Ultimo quadro per Achille Lauro: sarebbe stato più bello averlo in gara a competere con tutti gli altri. L’omaggio a Little Tony da parte di Fiorello in giacca rossa. con frange e bandana al collo, e il momento amarcord con Zarrillo-VallesiFogli e con Umberto Tozzi ci riportano ai Festival del Pippo nazionale e accontentano quella parte di pubblico che «il vero Sanremo è quello di Pippo Baudo».

Ornella Vanoni a 86 anni ha inciso un nuovo album: se non è un miracolo lei, i miracoli non esistono. Si esibisce con eleganza accompagnata al piano da Francesco Gabbani e propone una carrellata dei suoi eterni successi.

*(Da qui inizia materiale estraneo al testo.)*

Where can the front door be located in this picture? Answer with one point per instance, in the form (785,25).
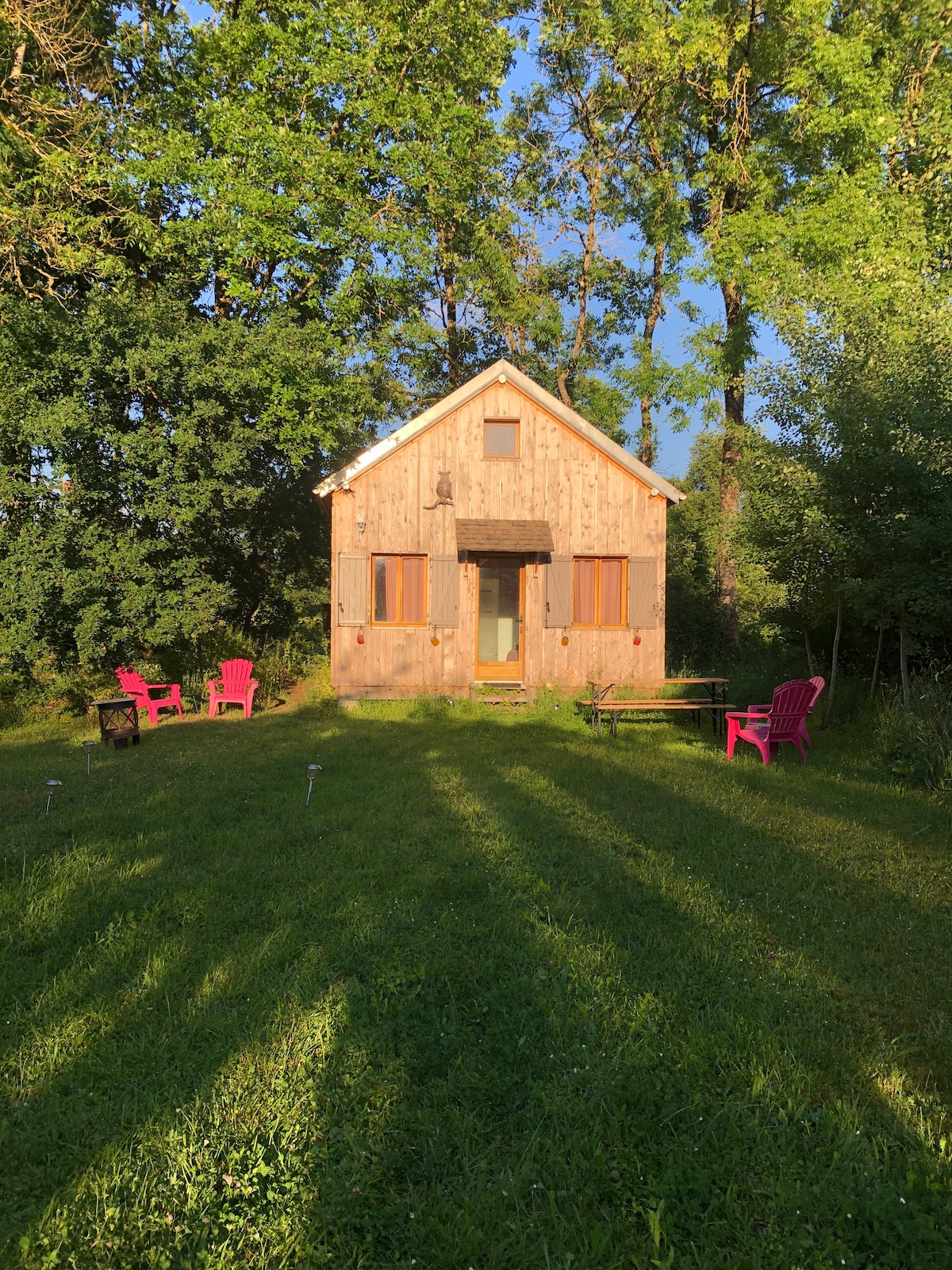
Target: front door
(501,592)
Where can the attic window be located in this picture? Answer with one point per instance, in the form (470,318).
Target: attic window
(501,438)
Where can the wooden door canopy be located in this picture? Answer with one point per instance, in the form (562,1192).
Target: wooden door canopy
(520,537)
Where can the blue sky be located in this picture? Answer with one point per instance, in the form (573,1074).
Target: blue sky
(673,448)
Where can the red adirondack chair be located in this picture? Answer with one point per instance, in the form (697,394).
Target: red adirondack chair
(772,727)
(819,685)
(136,686)
(235,685)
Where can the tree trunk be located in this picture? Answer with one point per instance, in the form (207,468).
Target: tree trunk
(876,664)
(589,244)
(731,452)
(904,666)
(835,666)
(810,664)
(454,368)
(647,340)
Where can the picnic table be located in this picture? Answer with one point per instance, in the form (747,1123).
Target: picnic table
(710,704)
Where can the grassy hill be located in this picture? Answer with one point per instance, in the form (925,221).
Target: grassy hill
(503,996)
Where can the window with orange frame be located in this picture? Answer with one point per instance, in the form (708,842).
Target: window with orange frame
(600,591)
(399,591)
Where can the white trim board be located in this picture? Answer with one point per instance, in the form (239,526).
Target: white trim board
(501,371)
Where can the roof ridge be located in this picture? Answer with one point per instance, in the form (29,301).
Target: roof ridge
(501,371)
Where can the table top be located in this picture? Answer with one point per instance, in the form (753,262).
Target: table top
(706,679)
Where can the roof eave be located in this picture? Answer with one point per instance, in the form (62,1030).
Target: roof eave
(465,393)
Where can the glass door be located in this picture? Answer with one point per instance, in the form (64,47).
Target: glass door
(499,619)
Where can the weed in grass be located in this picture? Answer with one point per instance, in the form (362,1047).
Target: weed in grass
(501,996)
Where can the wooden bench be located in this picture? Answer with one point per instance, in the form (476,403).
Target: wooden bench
(716,709)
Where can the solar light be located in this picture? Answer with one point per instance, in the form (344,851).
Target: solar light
(52,787)
(313,768)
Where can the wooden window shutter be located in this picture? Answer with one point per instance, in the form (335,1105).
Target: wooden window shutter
(643,592)
(352,590)
(559,592)
(444,591)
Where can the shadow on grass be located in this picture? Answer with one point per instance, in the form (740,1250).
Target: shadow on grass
(503,994)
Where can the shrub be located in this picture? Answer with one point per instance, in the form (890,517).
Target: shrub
(918,745)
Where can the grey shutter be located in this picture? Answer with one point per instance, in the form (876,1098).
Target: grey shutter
(352,590)
(643,592)
(559,592)
(444,591)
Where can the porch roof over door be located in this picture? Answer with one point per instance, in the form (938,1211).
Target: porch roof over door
(520,537)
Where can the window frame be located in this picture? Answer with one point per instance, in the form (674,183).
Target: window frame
(514,423)
(399,556)
(597,603)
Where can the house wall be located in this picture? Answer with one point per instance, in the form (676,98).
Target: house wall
(593,506)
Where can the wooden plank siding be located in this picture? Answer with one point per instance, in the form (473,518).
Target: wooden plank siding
(593,506)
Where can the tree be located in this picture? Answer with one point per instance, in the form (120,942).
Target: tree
(258,309)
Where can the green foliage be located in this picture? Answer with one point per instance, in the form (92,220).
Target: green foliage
(693,622)
(276,197)
(917,743)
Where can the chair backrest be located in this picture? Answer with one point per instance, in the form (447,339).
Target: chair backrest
(235,675)
(819,685)
(791,705)
(131,679)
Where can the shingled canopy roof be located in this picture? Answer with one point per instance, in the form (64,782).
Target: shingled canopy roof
(531,537)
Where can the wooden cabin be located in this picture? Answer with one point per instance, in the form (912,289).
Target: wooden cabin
(497,539)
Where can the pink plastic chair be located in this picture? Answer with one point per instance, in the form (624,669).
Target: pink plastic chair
(819,685)
(235,685)
(136,686)
(782,722)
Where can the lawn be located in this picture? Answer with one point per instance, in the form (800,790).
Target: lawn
(503,996)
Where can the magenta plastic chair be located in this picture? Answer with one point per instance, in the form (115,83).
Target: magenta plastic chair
(819,685)
(136,686)
(771,728)
(235,685)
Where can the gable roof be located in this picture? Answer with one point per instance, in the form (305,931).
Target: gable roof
(501,371)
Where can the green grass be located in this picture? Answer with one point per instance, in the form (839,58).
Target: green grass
(503,996)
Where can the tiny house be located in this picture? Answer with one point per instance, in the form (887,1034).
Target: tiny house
(497,539)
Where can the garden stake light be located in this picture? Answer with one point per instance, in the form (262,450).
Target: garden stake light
(313,768)
(52,787)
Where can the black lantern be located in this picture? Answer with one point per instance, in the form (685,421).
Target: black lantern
(118,722)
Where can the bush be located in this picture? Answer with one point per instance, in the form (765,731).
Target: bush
(918,745)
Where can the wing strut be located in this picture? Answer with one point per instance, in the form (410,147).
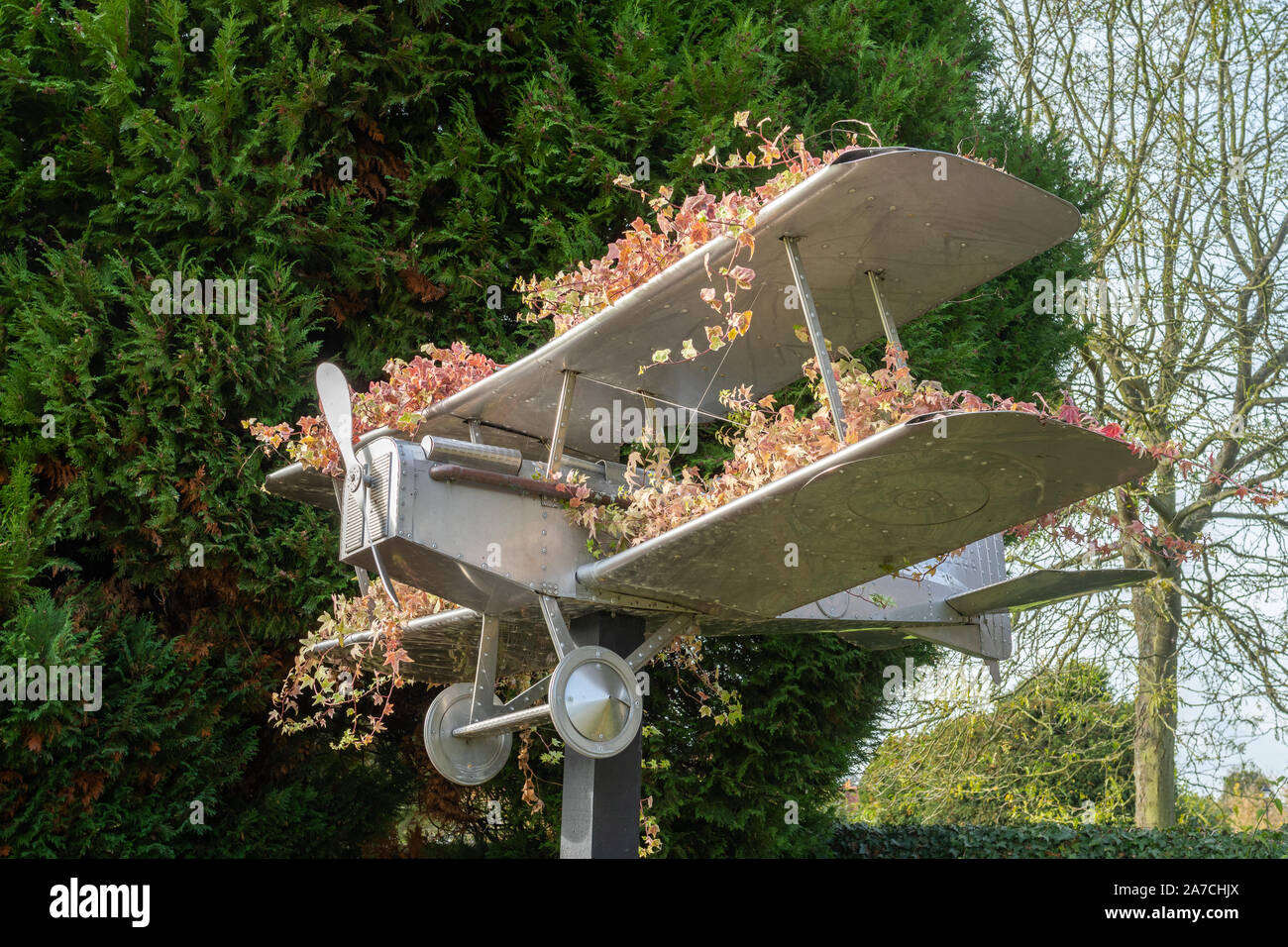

Anche lo sport approda a Sanremo nella serata conclusiva: Tomba e Federica Pellegrini che promuovono la votazione per il logo di Cortina 2026 per le Olimpiadi e le Paraolimpiadi. Ibra conclude la sua esperienza sanremese, ironizzando ancora una volta su di sè e proponendo un monologo in cui esalta l’Italia e il festival.

Una grandissima Giovanna Bottari, forse con troppa enfasi, racconta la sua esperienza di giornalista. Dardust calca il palco troppo tardi per attirare la popolare attenzione prima della proclamazione dei vincitori. W Sanremo sempre e w il rock!